It's clear that you don't need 2 dimensions (height and age) to be a representative of a particular tree. If you take an another representative $ha=\frac1{\sqrt{2}}(height+age)$, you then need only 1D to represent trees.
Or you can understand that you want to find the most important characteristics of the trees in this statistic. It may be $ha=\frac1{\sqrt{2}}(height+age)$
Or in mathematic, just answer the simple question: Whether we can reduce the number of dimension of the statistic to keep the most accurate properties of the statistic.
In practical, we have much more dimensions than the above example, in that case, the dimensional reduction is very necessary.
In essential, they are the CHANGE OF BASIS
The old (observed) basis is:
$$B=\begin{bmatrix}b_1\\b_2\\...\\b_m\end{bmatrix}=\begin{bmatrix}1&0&...&0\\0&1&...&0\\...\\0&0&...&1\end{bmatrix}=I$$
We would like to change the basis to another basis by a linear combination:
$$B_P=PB=P$$
The rows of P are a set of new basic vectors.

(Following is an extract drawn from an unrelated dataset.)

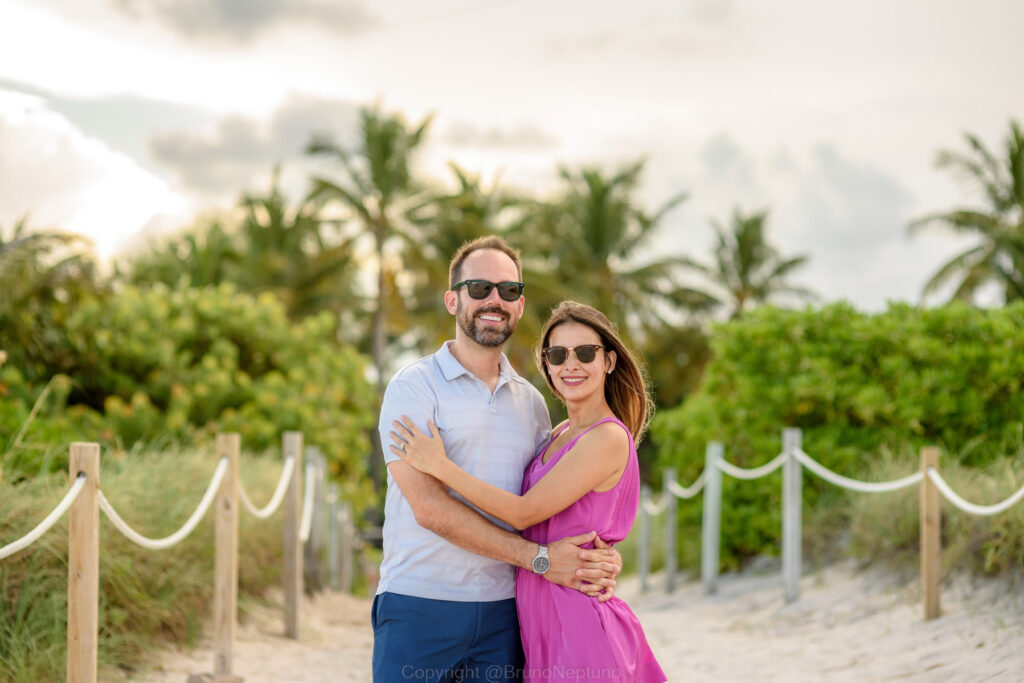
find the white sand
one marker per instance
(847, 626)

MATRIX P IS CALLED AS THE PRINCIPAL COMPONENTS OF X
The data is re-expressed as
$$Y=PX$$
That lead questions:
- What is the best way to re-express X?
- What is a good choice of basis P
It's obvious that A and B variable is uncorrelated if and only if AB=0. In practice, A and B is expressed as a set of observed data. Therefore A and B are uncorrelated if and only if $A^TB=0$
ANSWER THE QUESTIONS:
The BEST WAY to re-express X is that
$$CY=\begin{bmatrix}y_{11}&0&...&0\\0&y_{22}&...&0\\...\\0&0&...&y_{mm}\end{bmatrix}$$
It means that the re-expressed data is uncorrelated with the data along the new basic vectors
$$C_Y=\frac1mYY^T=\frac1mPXX^TP^T=PC_XP^T$$
$C_X=\frac1mXX^T$ is a symmetric matrix. It can be analyzed as $C_X=EDE^T$ where D is diagonal matrix and $\begin{bmatrix}e_1&e_2&...&e_m\end{bmatrix}$ where the column $e_i$ is eigenvector $e_i$.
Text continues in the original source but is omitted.